Whether Fitch Ratings' downgrade was warranted — many economists argue it was not — it is nonetheless a direct result of incessant dysfunction in Washington, especially (though not exclusively) the Republican-manufactured debt-ceiling debacle that played out this spring. And it illustrates the real-world consequences that lawmakers' brinkmanship has on regular Americans, who could see their investments lose value and already-high borrowing rates go up.
See here: Fitch cites "a steady deterioration in standards of governance" in its report, which, perhaps appropriately, came out moments after a grand jury handed up a third round of criminal indictments against former President Donald Trump.
"The repeated debt-limit political standoffs and last-minute resolutions have eroded confidence in fiscal management," Fitch said in its report. "In addition, the government lacks a medium-term fiscal framework ... and has a complex budgeting process."
In other words: Republicans can't stop cutting taxes and then holding the economy hostage with its debt-ceiling antics, and both parties refuse to make politically sensitive cuts to spending that is adding to America's debt burden.
The message from Fitch this week, and S&P more than a decade earlier, is that the constant brinkmanship in DC is eroding trust.
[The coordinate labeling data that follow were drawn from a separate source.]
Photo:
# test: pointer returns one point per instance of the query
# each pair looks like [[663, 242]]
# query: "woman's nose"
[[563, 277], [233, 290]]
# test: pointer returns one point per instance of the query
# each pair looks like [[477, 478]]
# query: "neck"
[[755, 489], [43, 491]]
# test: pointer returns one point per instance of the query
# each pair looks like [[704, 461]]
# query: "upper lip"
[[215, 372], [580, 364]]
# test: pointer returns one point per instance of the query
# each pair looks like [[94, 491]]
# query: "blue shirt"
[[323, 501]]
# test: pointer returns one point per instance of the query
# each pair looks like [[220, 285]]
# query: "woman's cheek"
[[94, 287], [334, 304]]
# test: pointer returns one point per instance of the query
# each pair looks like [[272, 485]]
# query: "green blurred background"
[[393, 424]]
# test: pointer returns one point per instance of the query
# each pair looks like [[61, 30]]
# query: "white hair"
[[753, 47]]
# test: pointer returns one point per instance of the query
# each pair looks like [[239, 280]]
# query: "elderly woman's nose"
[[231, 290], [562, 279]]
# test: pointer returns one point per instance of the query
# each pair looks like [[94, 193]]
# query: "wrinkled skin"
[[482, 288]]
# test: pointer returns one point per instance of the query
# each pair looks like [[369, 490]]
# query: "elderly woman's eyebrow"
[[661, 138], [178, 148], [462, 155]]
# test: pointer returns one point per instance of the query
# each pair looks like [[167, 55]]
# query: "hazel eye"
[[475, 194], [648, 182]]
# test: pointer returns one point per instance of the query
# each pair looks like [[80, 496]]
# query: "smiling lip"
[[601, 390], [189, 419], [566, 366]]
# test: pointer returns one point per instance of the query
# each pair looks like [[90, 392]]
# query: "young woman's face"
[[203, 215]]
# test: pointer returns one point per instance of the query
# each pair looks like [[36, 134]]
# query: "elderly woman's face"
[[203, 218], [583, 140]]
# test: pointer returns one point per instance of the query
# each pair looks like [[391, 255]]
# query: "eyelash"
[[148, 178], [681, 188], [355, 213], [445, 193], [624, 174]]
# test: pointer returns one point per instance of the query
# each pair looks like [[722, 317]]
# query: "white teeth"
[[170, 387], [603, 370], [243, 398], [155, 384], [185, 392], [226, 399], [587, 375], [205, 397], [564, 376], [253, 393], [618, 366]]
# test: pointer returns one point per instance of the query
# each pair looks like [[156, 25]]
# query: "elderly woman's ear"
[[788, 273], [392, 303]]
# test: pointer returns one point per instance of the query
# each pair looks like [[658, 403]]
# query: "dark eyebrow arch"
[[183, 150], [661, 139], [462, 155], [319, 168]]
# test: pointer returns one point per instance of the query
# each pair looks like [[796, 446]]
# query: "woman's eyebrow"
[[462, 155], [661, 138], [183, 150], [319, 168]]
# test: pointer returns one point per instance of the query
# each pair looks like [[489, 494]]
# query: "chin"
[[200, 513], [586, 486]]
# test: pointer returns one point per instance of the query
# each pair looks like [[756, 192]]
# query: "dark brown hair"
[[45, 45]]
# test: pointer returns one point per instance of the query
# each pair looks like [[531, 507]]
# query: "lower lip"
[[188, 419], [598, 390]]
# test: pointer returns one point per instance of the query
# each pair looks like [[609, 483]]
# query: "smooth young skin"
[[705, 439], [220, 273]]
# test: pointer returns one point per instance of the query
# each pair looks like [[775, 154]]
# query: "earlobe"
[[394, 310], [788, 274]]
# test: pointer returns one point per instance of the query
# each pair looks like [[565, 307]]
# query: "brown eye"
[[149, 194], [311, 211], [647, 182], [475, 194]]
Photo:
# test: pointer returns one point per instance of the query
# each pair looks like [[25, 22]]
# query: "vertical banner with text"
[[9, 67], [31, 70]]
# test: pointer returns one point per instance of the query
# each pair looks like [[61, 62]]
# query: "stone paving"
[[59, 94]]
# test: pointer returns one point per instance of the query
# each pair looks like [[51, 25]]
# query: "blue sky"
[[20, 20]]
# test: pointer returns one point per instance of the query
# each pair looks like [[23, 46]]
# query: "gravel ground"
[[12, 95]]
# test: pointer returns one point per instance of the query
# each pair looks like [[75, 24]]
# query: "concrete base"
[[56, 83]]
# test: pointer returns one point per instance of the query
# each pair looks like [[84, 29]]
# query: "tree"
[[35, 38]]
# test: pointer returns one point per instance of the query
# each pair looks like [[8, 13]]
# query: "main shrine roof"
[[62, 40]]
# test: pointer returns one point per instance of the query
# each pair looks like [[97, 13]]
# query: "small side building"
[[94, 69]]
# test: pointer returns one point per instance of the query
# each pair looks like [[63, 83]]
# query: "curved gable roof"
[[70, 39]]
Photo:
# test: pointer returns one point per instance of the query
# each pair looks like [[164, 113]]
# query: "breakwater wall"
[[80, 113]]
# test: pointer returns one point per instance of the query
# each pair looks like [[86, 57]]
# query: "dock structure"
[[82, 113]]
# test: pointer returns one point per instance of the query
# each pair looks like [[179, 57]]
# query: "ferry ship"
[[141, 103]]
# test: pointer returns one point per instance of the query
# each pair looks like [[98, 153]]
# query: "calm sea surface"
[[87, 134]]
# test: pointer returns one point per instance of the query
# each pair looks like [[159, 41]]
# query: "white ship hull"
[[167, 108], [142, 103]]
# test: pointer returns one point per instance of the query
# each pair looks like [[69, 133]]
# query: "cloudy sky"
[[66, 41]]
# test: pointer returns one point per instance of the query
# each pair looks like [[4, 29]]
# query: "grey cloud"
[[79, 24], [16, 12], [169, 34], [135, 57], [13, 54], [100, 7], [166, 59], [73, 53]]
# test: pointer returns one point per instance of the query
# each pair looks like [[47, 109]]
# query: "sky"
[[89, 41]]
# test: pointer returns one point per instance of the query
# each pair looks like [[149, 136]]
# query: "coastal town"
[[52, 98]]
And eventually, that has to take a toll.
Take the debt ceiling.
The US avoided defaulting on its debt this spring, but just barely. With about two days' worth of funds to keep the lights on, Congress managed to pass a bill that suspended the nation's $31.4 trillion debt limit through the end of next year.
Historically, raising the debt ceiling was not controversial — the "full faith and credit" of the United States wasn't something either party wanted to trifle with.
That's because the entire global financial system hinges on the promise that the United States always pays its debts. That's why the US dollar is the world's reserve currency and the backbone of international trade. When you mess with that perfect record, you shake the foundations of the world economy.
But in 2011, congressional Republicans added debt-ceiling threats to their toolkit, demanding President Barack Obama negotiate over deficit reductions or watch the US default on its debt under his watch. The ensuing crisis took America to the edge of default, and investors around the world watched.
Within days, S&P downgraded US debt for the first time in history. Stocks plummeted, bond yields spiked and it took another six months for markets to recover.
The lesson didn't take, at least not in Congress. We had another standoff in 2013. And another in 2021. And another in 2023.
And while lawmakers just began their August recess, a bitter funding fight awaits them next month. Our elected officials will have just a few weeks to pass a series of spending bills or else force the federal government into shutdown.
Whatever Fitch's reasoning for downgrading when it did, it isn't hard to see why they're losing confidence.